One aspect that can protect software companies is the mastery of knowledge regarding how their respective industries function, which then translates to the needs of their industry and leads to the design of more specialized products. This is knowledge that cannot be copied and one cannot give AI a prompt to replicate it. This falls in line with the concept of another Buffet concept— economic moat.
The concept alludes to the moats dug around castles, which made it difficult for enemies to enter. In the economic sphere, the term refers to companies that have a competitive advantage that other businesses cannot replicate, which tends to secure their market share.
Access Continues to be the Key Factor for Puerto Rico
In technology and the emerging sector of artificial intelligence, Bravo recognizes that Puerto Rico is not in a competitive position regarding several aspects.

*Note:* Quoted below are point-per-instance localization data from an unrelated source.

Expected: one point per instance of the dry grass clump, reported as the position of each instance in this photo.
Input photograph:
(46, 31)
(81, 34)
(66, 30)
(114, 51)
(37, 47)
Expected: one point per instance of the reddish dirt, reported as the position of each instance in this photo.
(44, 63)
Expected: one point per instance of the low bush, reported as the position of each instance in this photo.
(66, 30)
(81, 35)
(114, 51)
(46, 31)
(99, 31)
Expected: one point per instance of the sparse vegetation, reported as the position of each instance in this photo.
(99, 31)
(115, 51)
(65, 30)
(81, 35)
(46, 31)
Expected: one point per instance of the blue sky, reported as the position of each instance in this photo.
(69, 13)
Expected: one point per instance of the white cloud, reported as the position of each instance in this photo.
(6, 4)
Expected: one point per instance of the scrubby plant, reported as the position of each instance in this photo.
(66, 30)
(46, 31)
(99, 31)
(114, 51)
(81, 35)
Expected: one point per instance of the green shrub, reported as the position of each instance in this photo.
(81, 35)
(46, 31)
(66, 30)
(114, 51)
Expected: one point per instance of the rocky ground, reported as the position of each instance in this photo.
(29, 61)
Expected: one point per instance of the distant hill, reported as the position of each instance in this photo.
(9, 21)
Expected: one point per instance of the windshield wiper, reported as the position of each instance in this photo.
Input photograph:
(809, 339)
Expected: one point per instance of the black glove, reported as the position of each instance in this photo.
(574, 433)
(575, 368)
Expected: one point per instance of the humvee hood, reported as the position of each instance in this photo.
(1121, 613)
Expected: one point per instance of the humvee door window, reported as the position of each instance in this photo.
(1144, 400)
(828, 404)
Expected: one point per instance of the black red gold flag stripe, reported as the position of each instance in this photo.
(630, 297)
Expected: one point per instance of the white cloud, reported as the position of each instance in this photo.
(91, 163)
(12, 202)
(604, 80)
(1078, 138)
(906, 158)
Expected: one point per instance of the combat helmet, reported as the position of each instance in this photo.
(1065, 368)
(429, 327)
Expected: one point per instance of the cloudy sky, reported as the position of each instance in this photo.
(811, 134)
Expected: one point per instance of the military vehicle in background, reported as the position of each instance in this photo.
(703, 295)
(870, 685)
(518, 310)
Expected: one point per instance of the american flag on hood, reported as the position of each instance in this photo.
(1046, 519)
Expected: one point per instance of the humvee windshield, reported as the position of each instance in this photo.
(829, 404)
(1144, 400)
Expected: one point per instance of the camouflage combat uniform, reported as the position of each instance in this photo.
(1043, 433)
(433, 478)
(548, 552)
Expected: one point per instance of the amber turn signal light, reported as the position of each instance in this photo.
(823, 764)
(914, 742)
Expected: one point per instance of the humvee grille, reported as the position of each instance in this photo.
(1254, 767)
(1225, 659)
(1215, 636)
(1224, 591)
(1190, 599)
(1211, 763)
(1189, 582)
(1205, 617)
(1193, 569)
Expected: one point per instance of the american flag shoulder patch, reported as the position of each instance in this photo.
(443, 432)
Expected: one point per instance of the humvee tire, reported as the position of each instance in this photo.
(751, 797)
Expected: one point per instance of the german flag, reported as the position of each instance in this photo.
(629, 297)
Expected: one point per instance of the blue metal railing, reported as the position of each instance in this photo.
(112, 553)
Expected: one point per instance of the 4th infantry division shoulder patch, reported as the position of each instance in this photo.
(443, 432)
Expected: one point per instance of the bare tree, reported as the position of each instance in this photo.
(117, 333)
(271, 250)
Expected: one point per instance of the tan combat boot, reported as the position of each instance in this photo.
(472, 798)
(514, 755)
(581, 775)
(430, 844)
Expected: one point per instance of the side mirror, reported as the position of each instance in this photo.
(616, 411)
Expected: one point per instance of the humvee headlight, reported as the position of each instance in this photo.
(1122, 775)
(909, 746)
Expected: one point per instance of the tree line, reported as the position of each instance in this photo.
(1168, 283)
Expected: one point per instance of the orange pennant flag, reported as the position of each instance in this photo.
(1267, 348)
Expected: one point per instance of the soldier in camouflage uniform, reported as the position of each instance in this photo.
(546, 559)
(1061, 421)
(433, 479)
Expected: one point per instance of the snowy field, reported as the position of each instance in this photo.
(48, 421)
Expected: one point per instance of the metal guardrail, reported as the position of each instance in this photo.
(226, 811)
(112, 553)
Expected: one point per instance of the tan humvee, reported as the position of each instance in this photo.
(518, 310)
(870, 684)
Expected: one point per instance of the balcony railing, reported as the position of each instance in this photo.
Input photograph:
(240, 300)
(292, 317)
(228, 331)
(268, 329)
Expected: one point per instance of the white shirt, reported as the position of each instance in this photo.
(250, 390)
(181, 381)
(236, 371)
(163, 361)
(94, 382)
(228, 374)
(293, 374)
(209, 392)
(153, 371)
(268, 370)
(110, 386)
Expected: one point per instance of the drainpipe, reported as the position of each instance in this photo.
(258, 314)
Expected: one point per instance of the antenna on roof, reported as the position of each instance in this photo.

To begin with, Puerto Rico does not have the established ecosystem that different regions of the United States have, such as the San Francisco Bay Area, which includes both Silicon Valley and the city of San Francisco. This area of California also has the benefit of its proximity to elite universities in science and technology like Stanford, the benefit of networks formed by having a high concentration of these companies within a short distance, and the access to billions of dollars in capital that would be needed to compete with the largest AI companies.
With the expansion of artificial intelligence, the need to build data centers that house the computer servers LLMs need to function has also increased. According to a study by the real estate firm JLL, the demand for data centers is expected to grow by 23% each year until 2030; therefore, there is an emerging, though controversial, market in the construction of these data centers.
However, problems in Puerto Rico’s electrical infrastructure and high energy costs, in addition to the P.R. Electric Power Authority’s long-standing and as yet unresolved bankruptcy case, make the Island an unsuitable destination for companies looking to build data centers.
For Bravo, the card Puerto Rico can play is its relationship with the United States and how it can use this to compete with countries in Latin America. Puerto Rico can benefit by renting AI services to companies that offer services more specifically adapted for different industries.
“I believe Puerto Rico has many opportunities because we have access, we can do business in the United States, and the United States can do business with us. We have a level of protection and stability that perhaps is now in doubt in other parts of Latin America,” Bravo said.
“Being in a place of stability right now is super important for businesses and for countries, and it seems to me that in Puerto Rico we are well-positioned for what is coming,” he added, who in a recent conference expressed support for Puerto Rico becoming a state.
Editor’s Note: Not all Wins
As this newspaper went to print, reports came out that Medallia, one of Thoma Bravo’s software companies, could not meet its $3 billion debt obligations. The company reportedly has yearly earnings of $200 million, which is not enough to pay interest on its debt. Thoma Bravo acquired software company Medallia for $6.4 billion during the aforementioned period of exuberant valuations of 2021.
According to reports in the Wall Street Journal (WSJ) and Reuters, Thoma Bravo is negotiating with creditors the possibility of handing over control of Medallia to its creditors, which are Blackstone, Apollo, KKR and Antares Capital. The WSJ reported that Apollo co-president John Zito criticized the arrogance of the private equity segment and used the Medallia situation as an example.
For his part, during an interview with CNBC, Bravo declined to comment on Zito’s statement. While the Thoma Bravo head tried to present a positive outlook in general during the CNBC interview, Bravo acknowledged to the media outlet that the firm made a mistake in estimating Medallia’s rate growth that caused them to pay too much for the company.